Надо что-то сделать, а то дальше можно будет деградировать до пресмыкающегося. Марк, не смотря, плюхнулся в обочину, жухлая трава заскрипела. Слева тут же воздвигнул свои блекло-золотистые иглы высохший травяной куст. Да не дрожи ты, не трогаю я тебя. Видишь, болит всё?
Руки сами делают то, что положено. Ботинки – в сторону, аккуратненько, мысок к мыску. Всё же жалко их тоже, шутка ли – защищать ноги такого засранца да ещё и выслушивать его мысленные недовольства? Носки и правда пропитались кровью, хоть и не так сильно, как рисовало воображение. Как ни крути, свойственно нам всё преувеличивать, раздувать пожар из искры. Но вот снялись несчастные серые тряпочки. С криком. Марк так и не понял, кто вскрикнул: он, ноги, замызганные носки? Ранки уставились на него тусклыми красными глазами. Не слишком большие, но, как всегда, по закону подлости, заживать будут очень долго и болезненно, при каждом шаге укоряя его в невнимательности к себе. Вода из фляжки немного остудила пылающие зарева на пятках, смыла сгустки запекшейся крови. Хорошо бы сейчас опустить стопы в прохладную воду и забыть о саднящей боли, разъедающей кровавые пятачки. Или вовсе целиком окунуться, отдаться волне и потерять ощущение плоти, её вес и форму, а затем и остатки колющихся мыслей…
Ранки подсохли, кожу начало стягивать. Марк поморщился и пошевелил пальцами ног. Больно. Но терпимо. А вот ботинки уже он надеть не сможет. Точнее, надеть-то наденет, а вот идти уже не получится. Эхе-хе.
Марк связал шнурки своих мучителей и перекинул через плечо. Так руки будут свободны.
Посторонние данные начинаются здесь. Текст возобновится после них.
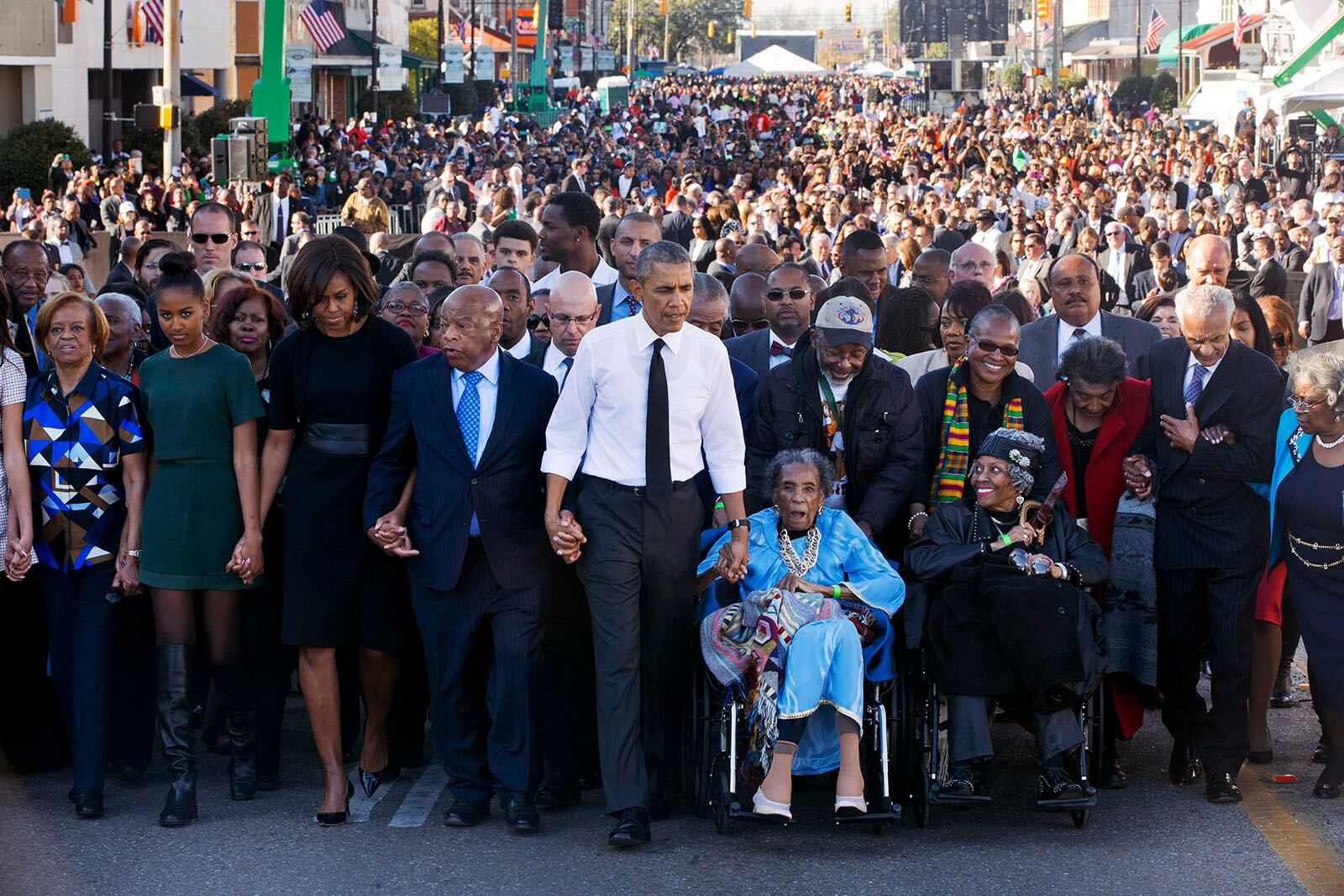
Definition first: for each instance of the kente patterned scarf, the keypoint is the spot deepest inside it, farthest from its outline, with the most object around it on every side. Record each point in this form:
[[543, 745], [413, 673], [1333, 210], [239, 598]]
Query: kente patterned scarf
[[949, 477]]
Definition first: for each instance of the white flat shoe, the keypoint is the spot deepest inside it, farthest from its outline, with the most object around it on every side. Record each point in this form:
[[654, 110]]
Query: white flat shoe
[[848, 806], [764, 806]]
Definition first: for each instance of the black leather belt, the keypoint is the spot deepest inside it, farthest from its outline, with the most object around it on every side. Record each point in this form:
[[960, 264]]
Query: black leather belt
[[633, 490], [343, 439]]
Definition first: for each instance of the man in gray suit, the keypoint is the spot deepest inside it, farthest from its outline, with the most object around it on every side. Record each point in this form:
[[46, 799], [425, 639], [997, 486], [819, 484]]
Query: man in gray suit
[[1075, 289], [788, 307]]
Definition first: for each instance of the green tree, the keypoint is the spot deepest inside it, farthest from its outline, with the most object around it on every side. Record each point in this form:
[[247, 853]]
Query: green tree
[[687, 26], [27, 150]]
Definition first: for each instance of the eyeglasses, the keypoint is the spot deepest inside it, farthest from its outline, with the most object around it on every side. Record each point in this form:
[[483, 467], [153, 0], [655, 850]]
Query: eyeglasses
[[1301, 405], [401, 308], [990, 348], [564, 320]]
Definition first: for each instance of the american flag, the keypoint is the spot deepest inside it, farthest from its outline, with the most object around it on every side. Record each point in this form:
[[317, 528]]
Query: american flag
[[154, 13], [1156, 24], [322, 24], [1240, 26]]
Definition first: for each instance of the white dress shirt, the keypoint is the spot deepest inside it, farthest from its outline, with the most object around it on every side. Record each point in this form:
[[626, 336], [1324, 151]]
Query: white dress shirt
[[1189, 372], [601, 417], [601, 275], [1066, 333], [554, 364], [490, 390]]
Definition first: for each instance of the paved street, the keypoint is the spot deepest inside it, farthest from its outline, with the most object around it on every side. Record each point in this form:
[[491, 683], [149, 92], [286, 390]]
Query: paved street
[[1149, 839]]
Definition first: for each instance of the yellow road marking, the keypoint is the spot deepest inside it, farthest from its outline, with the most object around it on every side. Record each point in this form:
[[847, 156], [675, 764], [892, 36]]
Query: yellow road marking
[[1312, 859]]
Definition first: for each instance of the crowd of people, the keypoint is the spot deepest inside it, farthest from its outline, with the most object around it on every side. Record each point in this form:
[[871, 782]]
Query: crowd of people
[[801, 335]]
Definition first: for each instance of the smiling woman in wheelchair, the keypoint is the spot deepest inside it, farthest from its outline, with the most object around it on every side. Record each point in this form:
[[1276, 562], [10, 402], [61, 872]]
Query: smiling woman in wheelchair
[[793, 644], [1011, 617]]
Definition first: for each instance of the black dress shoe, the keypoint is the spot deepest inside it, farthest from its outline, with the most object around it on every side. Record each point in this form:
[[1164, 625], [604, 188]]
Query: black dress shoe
[[1184, 768], [659, 806], [336, 819], [1054, 785], [632, 829], [559, 792], [1109, 774], [521, 815], [89, 804], [467, 815], [1222, 789], [1281, 698], [371, 781]]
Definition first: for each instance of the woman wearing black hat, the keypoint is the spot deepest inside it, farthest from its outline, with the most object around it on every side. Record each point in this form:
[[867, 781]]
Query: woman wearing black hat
[[1010, 614], [329, 398]]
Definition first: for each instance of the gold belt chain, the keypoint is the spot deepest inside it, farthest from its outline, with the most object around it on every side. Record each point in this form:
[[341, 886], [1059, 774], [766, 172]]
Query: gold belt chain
[[1294, 542]]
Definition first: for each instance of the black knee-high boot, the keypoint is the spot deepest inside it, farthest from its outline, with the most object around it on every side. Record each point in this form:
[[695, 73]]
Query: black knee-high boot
[[172, 667], [235, 688]]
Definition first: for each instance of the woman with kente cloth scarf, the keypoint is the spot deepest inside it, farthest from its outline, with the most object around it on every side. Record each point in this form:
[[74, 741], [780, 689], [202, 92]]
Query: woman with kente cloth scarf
[[964, 403], [793, 644], [995, 631]]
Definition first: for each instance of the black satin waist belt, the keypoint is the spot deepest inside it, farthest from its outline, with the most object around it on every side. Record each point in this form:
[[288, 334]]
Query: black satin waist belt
[[338, 438]]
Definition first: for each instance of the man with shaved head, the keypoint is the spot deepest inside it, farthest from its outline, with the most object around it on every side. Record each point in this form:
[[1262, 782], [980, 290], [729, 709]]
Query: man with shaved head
[[475, 546], [974, 261]]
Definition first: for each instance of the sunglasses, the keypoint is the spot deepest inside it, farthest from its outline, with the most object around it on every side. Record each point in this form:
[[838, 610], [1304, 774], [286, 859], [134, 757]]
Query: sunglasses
[[990, 348]]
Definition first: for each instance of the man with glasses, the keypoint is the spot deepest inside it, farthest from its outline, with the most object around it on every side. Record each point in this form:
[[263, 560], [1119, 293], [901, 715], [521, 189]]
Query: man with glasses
[[788, 308], [1075, 289], [213, 237], [1209, 544]]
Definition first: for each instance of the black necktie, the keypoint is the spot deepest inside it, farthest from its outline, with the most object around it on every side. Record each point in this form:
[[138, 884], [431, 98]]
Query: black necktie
[[658, 454]]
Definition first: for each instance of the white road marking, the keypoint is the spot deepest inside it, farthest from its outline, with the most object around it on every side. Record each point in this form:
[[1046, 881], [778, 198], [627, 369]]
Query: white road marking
[[420, 801]]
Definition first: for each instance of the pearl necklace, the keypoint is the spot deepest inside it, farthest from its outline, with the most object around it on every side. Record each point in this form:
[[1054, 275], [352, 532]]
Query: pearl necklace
[[205, 344], [1330, 445]]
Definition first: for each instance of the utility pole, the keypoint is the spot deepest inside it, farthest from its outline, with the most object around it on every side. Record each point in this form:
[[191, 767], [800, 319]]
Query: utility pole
[[172, 82], [373, 73], [107, 83]]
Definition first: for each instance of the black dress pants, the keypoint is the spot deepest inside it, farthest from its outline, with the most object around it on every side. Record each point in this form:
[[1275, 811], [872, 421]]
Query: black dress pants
[[1213, 607], [638, 571], [480, 651]]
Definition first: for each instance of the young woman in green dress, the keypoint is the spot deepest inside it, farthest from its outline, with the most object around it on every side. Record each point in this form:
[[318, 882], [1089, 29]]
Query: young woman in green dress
[[202, 527]]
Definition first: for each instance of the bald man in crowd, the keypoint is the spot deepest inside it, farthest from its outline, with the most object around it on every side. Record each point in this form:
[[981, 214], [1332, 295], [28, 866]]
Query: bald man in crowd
[[476, 551]]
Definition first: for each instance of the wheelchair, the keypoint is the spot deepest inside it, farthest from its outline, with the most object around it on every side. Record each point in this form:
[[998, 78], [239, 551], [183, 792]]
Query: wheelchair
[[922, 730], [719, 734]]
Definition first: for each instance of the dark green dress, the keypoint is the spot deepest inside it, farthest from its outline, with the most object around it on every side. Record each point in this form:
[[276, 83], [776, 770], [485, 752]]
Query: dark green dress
[[192, 516]]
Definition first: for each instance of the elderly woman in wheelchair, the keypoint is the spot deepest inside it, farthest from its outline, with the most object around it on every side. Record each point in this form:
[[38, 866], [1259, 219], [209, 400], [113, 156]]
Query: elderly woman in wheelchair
[[1011, 617], [793, 644]]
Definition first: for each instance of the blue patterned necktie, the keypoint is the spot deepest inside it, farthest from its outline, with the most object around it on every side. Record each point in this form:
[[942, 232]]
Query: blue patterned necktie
[[1196, 385], [470, 412]]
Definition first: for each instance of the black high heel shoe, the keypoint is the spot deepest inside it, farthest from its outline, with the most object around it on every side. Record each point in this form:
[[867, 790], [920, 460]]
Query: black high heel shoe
[[335, 819], [371, 781]]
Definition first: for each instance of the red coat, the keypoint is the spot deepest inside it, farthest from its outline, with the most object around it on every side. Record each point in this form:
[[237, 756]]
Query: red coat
[[1105, 477]]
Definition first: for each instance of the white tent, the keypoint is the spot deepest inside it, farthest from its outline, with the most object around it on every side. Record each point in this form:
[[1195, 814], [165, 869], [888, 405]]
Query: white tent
[[1326, 92], [773, 60]]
Свобода… Сладкое слово. И он теперь свободен. А есть ли смысл в этом? Вот руки без дела – и плетьми опустились вдоль провонявшего, просоленного потом тела. Так им хоть проще найти занятие – вон, уже сами принялись теребить шнурок. И всего-то ничего им нужно для счастья. А мне, что мне нужно?..
Что-то ужалило поясницу. Рука механически тянется, почёсывает оголённый от сидения кусочек кожи. Травинка что ли… Снова. И снова. И уже пара десятков неприятных ощущений облили беззащитную плоть. Да что ж такое?!
Человека, до этого мирно сидящего на обочине, подбросило в воздух, как выстрелившие семена созревшей недотроги. Марк почти на лету обернулся, судорожно скребя поясницу. Ах, вот оно что. Муравьи. Не понравилось им, что кто-то занял участок перед их дворцом, замаскировавшимся под кустом сухой травы. Вот и вытурили захватчика, причём самым стремительным образом. Ладно, ладно. Всё равно уже собрался уходить.
Пятки щиплет, поясницу – тоже. Но почему-то он улыбается.
Мягкая дорожная пыль пуфает от прихлопнувшей её ступни и расползается испуганными дымчатыми змейками. Она течёт меж пальцев и не ранит их, обволакивая пушистым теплом. И запах. Запах тёплой пыли напомнил ему, что он свободен. Запах тёплой пыли – это детство. И беззаботность. И ведь ещё что-то да будет хорошее и для него. И ноги больше не болят, а внутри колеблется какая-то забавная пружинка, раскачивает его и ведёт вперёд. Запах свободы поднимается с каждым шагом всё выше, заставляя чихать с непривычки. Чихать и смеяться. Вперёд!